米国の利上げ期待を背景に米ドル高が進んできたのですが、日米金利差が本当に拡大しなければ、円売り・米ドル買いがさらに広がるには無理があるという段階に入ってきたのでしょう。
トレンド転換がなければ、
円は「売られ過ぎ」限界圏に
これまでにも指摘しているように、ヘッジファンドなどの売買を反映しているとされるCFTC統計(米商品先物取引委員会)によると、円のネットショート(売り持ち)は、昨年12月末から1万枚を超えてきました(「円もユーロも「売られ過ぎ」の限界か?相場は重大な転換点に差し掛かっている!」を参照)。
今回の円高基調が2007年6月にスタートして以来、円のネットショートが2万枚を超えたことはありません。

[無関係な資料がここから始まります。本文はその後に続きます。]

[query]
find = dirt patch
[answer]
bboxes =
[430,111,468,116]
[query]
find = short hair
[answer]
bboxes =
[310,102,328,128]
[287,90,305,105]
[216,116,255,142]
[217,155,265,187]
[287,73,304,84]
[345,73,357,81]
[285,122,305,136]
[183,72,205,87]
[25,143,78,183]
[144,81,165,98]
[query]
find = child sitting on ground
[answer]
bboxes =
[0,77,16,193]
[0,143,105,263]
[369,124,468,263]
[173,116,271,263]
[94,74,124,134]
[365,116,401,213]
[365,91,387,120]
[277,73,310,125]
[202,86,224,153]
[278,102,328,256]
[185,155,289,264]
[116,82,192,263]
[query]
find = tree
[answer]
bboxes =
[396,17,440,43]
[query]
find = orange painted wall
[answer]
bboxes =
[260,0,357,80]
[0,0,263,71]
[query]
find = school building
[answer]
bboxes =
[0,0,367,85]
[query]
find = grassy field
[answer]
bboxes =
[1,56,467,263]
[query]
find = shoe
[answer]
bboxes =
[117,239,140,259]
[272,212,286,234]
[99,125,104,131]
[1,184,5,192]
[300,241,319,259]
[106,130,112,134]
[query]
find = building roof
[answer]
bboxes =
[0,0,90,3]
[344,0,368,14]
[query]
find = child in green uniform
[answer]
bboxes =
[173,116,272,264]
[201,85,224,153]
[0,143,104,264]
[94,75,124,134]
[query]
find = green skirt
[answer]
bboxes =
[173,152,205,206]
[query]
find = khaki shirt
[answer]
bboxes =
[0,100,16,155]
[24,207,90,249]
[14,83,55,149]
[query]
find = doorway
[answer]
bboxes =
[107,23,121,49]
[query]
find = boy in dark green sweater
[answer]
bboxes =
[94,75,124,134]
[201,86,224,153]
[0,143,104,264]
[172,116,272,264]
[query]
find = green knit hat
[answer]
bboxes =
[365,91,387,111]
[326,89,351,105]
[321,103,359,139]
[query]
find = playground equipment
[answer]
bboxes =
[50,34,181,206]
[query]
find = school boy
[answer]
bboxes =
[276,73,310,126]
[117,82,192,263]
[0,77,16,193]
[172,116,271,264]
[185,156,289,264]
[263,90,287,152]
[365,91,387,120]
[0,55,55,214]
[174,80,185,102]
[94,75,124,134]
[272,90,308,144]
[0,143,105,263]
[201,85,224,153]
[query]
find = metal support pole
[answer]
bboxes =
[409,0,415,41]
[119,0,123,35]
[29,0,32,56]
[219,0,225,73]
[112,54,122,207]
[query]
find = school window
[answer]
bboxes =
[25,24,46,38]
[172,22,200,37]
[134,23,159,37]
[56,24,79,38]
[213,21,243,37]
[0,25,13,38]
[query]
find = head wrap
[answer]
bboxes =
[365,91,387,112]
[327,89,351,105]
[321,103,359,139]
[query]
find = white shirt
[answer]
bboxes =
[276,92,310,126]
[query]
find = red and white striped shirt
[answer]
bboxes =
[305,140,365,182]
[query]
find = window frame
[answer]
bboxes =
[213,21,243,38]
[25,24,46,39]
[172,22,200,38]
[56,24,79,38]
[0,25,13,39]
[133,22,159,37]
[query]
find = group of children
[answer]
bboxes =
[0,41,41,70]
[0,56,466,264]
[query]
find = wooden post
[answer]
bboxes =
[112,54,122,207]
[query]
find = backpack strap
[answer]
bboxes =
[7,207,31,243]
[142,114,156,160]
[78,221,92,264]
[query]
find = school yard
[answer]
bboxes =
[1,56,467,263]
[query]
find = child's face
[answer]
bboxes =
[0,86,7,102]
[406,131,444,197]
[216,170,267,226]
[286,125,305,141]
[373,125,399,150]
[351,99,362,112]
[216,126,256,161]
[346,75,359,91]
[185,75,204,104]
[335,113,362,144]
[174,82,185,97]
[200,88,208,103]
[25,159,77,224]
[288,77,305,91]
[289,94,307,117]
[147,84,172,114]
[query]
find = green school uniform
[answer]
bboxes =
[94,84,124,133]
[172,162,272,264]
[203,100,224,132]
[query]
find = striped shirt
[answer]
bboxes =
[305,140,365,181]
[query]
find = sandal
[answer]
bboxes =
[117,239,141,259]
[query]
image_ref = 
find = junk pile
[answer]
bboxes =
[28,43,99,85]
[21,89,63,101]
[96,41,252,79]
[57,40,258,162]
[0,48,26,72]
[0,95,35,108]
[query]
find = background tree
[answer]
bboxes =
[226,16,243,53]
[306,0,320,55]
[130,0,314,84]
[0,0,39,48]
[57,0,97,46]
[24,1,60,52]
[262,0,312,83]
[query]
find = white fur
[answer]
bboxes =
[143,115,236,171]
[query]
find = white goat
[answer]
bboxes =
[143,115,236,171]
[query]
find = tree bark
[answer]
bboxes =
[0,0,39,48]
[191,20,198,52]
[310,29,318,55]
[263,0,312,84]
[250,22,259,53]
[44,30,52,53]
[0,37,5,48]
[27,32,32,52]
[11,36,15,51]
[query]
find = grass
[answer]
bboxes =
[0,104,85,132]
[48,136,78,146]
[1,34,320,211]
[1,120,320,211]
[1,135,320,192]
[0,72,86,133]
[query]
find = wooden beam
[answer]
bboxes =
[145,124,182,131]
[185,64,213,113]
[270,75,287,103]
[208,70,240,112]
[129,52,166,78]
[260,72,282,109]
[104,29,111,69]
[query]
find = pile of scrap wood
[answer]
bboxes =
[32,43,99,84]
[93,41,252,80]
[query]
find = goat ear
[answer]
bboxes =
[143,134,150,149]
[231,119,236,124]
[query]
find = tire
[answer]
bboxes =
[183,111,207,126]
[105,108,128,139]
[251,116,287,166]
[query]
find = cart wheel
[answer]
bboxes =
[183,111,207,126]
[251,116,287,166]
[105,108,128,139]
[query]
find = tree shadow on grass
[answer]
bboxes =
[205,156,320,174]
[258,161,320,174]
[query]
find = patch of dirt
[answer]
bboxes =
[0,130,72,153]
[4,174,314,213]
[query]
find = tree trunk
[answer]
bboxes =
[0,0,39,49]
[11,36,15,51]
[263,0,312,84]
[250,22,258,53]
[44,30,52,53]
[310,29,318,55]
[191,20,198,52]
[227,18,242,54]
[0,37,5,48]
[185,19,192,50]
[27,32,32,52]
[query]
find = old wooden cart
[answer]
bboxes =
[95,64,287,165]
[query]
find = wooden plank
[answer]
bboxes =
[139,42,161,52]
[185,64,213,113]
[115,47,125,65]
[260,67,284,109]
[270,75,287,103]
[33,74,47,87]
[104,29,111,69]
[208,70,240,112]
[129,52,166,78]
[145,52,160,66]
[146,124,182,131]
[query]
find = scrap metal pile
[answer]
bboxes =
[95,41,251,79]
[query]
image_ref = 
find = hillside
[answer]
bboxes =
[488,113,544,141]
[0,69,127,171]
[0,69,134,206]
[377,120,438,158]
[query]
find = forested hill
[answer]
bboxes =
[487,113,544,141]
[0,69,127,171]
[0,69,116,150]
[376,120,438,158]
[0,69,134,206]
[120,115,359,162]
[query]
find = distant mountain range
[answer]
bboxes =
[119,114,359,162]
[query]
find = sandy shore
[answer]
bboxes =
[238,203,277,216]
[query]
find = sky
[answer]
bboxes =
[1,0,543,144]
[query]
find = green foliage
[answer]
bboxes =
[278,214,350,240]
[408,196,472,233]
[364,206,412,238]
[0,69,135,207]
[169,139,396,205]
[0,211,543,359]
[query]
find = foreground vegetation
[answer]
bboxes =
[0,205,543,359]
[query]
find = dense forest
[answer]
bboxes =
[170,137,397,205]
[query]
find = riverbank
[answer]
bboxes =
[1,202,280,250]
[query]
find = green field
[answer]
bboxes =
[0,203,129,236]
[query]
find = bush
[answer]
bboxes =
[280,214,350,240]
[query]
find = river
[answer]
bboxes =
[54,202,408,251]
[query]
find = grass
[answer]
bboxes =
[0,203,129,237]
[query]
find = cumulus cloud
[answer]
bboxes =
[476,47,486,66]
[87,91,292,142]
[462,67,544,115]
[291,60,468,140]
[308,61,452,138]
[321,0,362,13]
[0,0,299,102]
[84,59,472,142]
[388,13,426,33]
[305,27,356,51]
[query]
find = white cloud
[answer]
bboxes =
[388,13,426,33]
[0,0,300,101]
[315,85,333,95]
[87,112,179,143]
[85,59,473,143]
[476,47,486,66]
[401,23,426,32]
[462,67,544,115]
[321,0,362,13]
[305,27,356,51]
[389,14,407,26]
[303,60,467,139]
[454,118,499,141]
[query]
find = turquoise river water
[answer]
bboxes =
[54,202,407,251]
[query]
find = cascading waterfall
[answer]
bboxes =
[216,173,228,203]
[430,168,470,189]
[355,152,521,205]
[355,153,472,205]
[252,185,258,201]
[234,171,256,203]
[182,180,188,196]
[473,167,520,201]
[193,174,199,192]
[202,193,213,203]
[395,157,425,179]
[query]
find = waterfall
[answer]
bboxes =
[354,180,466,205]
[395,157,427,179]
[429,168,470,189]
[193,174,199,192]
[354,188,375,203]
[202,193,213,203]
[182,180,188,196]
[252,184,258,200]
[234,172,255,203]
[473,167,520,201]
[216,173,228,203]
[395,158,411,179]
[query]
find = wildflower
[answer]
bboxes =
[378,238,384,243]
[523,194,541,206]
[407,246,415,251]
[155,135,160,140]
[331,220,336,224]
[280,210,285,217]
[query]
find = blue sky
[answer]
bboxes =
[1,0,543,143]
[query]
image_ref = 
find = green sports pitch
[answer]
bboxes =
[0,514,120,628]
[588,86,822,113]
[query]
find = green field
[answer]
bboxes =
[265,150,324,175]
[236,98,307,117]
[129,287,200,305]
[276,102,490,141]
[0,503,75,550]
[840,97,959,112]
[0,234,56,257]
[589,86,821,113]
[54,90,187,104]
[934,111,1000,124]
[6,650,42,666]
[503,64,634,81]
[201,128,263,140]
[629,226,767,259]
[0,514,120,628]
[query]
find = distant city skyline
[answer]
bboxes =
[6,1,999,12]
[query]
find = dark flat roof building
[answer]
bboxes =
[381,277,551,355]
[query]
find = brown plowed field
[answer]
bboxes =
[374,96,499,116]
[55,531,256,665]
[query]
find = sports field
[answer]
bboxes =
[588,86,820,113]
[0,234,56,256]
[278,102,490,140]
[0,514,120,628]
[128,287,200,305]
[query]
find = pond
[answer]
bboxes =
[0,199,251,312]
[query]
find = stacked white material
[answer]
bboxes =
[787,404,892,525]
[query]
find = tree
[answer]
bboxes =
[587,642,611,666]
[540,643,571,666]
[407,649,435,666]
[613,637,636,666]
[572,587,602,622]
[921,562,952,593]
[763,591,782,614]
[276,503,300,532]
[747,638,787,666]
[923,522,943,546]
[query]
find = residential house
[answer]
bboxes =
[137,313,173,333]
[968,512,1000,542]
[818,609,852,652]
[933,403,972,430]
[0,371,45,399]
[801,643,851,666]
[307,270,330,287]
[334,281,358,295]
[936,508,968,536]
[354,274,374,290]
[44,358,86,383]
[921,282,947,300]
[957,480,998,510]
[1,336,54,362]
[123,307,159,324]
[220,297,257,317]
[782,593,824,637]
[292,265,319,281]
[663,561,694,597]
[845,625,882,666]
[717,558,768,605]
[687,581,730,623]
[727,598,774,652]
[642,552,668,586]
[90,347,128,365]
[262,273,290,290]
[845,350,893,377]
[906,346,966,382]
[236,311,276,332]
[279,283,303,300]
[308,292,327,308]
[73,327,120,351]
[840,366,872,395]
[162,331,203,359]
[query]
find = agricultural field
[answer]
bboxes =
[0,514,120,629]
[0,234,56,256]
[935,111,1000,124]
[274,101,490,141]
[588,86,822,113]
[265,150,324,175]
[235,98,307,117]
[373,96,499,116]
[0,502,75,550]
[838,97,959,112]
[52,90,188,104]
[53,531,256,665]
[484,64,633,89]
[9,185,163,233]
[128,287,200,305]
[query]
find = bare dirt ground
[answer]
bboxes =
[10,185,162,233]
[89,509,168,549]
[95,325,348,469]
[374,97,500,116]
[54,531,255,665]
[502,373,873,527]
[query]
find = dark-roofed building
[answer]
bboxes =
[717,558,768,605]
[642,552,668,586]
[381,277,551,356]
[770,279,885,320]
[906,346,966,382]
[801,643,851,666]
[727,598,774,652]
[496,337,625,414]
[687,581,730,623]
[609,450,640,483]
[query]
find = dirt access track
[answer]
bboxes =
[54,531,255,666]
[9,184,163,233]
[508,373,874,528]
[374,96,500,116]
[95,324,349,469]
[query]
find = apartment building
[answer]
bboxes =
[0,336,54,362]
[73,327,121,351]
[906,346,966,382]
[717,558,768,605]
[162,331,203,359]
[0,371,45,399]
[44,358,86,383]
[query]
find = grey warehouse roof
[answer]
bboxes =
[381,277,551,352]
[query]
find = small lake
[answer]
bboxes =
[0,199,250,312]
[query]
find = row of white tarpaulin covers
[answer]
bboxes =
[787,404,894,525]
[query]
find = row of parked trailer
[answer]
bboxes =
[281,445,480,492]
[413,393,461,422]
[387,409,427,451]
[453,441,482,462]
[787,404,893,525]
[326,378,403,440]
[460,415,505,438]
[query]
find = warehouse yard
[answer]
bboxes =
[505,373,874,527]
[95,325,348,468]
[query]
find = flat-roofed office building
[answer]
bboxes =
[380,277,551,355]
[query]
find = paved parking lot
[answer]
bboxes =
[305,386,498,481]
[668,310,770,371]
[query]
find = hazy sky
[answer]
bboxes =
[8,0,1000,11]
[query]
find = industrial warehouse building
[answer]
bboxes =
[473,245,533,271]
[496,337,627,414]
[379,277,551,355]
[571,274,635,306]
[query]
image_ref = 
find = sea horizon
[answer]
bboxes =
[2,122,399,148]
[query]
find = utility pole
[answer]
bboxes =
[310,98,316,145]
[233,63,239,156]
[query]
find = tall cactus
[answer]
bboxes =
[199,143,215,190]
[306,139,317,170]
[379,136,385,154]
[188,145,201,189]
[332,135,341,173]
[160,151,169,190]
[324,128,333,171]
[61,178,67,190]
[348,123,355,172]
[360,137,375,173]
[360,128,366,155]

その意味では、円安へ基調転換したということでなければ、すでに円は「売られ過ぎ」の限界圏に達しているということになります。
ただし、2007年以前には、円のネットショートが2万枚を大きく超えて、15万枚以上にも拡大したことがありました。今回も同様に、円売りが一段と広がっていく可能性はないのでしょうか?
円のネットショートが2万枚を大きく超え、15万枚すら超えて拡大したのは、2006~2007年のことでした。
当時がどのような環境だったかといえば、日米の政策金利の差、すなわち、米ドルが円よりも優位である度合いが、現在よりも大幅に拡大していた状況でした。
日米の政策金利差ドル優位は、一時は5%以上に拡大していました。それだけ大幅な金利差ドル優位の中で、円売り・米ドル買いが本格的に拡大したというのは、とても納得しやすい話だと思います。
その一方で、日米の政策金利差ドル優位が小幅で、2%未満であるような状況下では、経験的には、円のネットショートが2万枚を大きく超えて拡大し、本格的な米ドル買い・円売りが進むということは難しかったようです。